When we think of California today, we think of perfect weather, beautiful beaches and Hollywood stars. Before these modern dreams, however, California was a land of wild settlers who had come to seek their fortunes in gold.

While there were some early Jewish settlers along the western coast, major settlement in the area began only after gold was discovered in 1848. Treacherous as the journey west was, whether by land or by sea, thousands arrived to seek their fortunes, either as miners or by supplying the miners.

The population of California grew so quickly that by September 9, 1850, California was able to become the 31st state of the United States. At the time of statehood, the largest city of the state was San Francisco, which was the location of the primary Californian Jewish community of the 19th century. The first organized High Holiday services took place in San Francisco, and in Sacramento, in 1849, and, by 1851, there were two established congregations: Shearith Israel (English, Polish, Sephardic) and Congregation Emanu-El (French and German).

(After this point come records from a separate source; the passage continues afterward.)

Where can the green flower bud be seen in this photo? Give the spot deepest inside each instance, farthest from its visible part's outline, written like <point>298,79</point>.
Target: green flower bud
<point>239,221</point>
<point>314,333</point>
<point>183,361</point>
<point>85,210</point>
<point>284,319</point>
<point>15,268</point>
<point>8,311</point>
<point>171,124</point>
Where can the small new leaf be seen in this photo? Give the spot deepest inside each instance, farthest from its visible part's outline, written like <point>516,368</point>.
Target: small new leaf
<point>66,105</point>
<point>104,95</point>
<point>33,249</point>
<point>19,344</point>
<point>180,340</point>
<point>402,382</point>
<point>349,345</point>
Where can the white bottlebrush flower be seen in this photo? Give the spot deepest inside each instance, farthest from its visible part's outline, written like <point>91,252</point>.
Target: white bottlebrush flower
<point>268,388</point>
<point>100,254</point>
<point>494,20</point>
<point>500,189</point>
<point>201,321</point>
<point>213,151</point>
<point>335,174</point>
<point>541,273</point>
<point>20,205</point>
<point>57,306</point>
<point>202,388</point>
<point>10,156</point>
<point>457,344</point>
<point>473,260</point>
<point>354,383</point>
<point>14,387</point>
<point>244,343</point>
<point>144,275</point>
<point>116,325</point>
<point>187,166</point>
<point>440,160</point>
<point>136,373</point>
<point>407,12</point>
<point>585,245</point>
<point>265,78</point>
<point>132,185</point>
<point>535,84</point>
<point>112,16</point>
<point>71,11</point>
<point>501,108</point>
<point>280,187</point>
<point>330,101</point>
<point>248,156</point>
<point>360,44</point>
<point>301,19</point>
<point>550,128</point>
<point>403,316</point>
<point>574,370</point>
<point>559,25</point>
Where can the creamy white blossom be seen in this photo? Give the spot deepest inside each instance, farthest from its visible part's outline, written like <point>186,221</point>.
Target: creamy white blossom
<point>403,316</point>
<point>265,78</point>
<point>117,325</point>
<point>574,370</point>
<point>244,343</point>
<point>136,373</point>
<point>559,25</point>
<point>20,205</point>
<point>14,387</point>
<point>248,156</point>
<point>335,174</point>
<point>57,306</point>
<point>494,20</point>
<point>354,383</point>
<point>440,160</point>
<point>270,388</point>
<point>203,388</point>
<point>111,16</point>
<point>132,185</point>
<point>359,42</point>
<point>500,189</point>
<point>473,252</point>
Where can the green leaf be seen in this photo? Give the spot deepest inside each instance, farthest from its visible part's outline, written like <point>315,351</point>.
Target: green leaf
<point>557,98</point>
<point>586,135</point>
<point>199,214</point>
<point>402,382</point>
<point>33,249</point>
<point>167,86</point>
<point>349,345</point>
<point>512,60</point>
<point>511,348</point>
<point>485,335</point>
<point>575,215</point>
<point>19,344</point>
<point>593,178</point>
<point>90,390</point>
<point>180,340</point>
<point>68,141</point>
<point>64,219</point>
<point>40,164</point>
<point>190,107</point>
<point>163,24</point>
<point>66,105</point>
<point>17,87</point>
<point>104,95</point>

During the boom years of the mid-19th century, the Jews of San Francisco flourished. It was estimated that in the 1970s, Jews made up 7% of the city’s population.* From early on, Jews were included and even welcomed in the municipal government. In 1887, San Francisco’s mayor, Washington Montgomery Bartlet, who was of Sephardic descent, was elected governor of California. Alas, nine months after taking office, the first (and only) Jewish governor of California died of Brights Disease.

By the turn of the century, the boom of the gold rush had subsided, although California’s population continued to grow. Thanks to the state’s early history, however, Jews were, by then, an established presence within the state’s population.